Ordered that the judgment is affirmed and the matter is remitted to the County Court, Westchester County, for further proceedings pursuant to CPL 460.50 (5).

On April 7, 1989, at about 10:50 p.m., Detective Joseph Radzinski and his partner were on patrol in an unmarked police car. They were patrolling an area where Detective Radzinski had previously made approximately 50 drug-related arrests when they observed the defendant remove a metal "Hide-A-Key” box from the steel grate covering the window of a plumbing supply store. The Hide-A-Key box was of a kind in which Detective Radzinski had on prior occasions observed persons hide cocaine.

The two detectives, each dressed in plainclothes but wearing an identifying badge, exited the vehicle, without drawing their guns, in order to make inquiry. The defendant, who on a prior occasion had observed Detective Radzinski making an arrest, looked at the detectives and turned and ran, with the Hide-A-Key box, into a nearby grocery store, which was open to the public. Detective Radzinski and his partner followed and they observed the defendant hand the box to the codefendant Palmer, who, followed by Detective Radzinski, went to the back of the store, where he threw the box to the floor. Detective Radzinski picked up the box, looked inside, and saw 17 vials of what appeared to be and later proved to be crack cocaine. Both the defendant and Palmer were then placed under arrest.

Although the defendant contends otherwise, we conclude that the County Court properly denied the defendant’s motion to suppress the 17 vials of crack cocaine as the fruits of an unlawful seizure. We find, in light of Detective Radzinski’s experience, that the location, the hour, the defendant’s conduct in removing a Hide-A-Key box from a steel grate designed to prevent theft, and his flight upon the non-coercive *762approach of the police, all combined to provide a lawful basis for pursuit of the defendant into the grocery store (see, People v Leung, 68 NY2d 734; People v Wider, 172 AD2d 573; People v Grimsley, 156 AD2d 714; cf., People v Howard, 50 NY2d 583, 592, cert denied. 419 US 1023).
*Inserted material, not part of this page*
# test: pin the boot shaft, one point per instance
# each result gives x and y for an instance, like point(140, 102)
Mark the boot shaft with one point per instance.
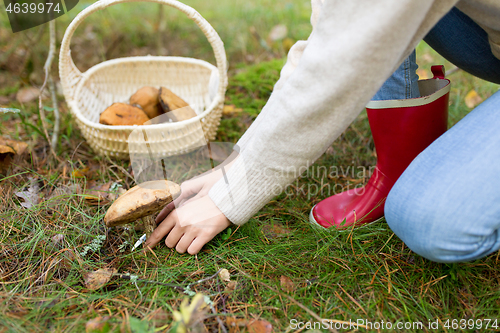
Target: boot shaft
point(402, 129)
Therefore, the defendant’s act of handing and thus abandoning the Hide-A-Key box to the codefendant Palmer was not the product of any unlawful police conduct (cf., People v Grimsley, supra; People v Wider, supra; see also, People v Boodle, 47 NY2d 398, 404). Since the defendant has no standing to challenge police conduct insofar as it was directed at the codefendant Palmer (see, People v Wesley, 73 NY2d 351; cf., People v Mosley, 68 NY2d 881, cert denied 482 US 914), whether Palmer also abandoned the "Hide-A-Key” box and thus whether Detective Radzinski was justified in opening it are not now at issue. However, the contraband Detective Radzinski thereby discovered gave him probable cause to arrest (cf., People v Leung, supra).

We also disagree with the defendant’s claim that the evidence was legally insufficient to support the verdict of guilt. Viewing the evidence in the light most favorable to the prosecution (see, People v Contes, 60 NY2d 620), we conclude that it was legally sufficient to support a determination that defendant possessed the cocaine seized from the Hide-A-Key box and that the defendant knew what he possessed. It is well settled that knowledge may be proven circumstantially and that, generally, possession may give rise to an inference that the possessor knows what he or she possesses (see, People v Mizell, 72 NY2d 651, 656; People v Reisman, 29 NY2d 278, 285, cert denied 405 US 1041). Moreover, upon the exercise of our factual review power, we are satisfied that the verdict of guilt was not against the weight of the evidence (see, CPL 470.15 [5]).

We have examined the defendant’s remaining contentions and find them to be unpreserved for appellate review or without merit (see, People v Ford, 66 NY2d 428; People v Thomas, 50 NY2d 467; People v Brown, 48 NY2d 388; People v Thomas, 170 AD2d 549). Harwood, J. P., Rosenblatt and Miller, JJ., concur.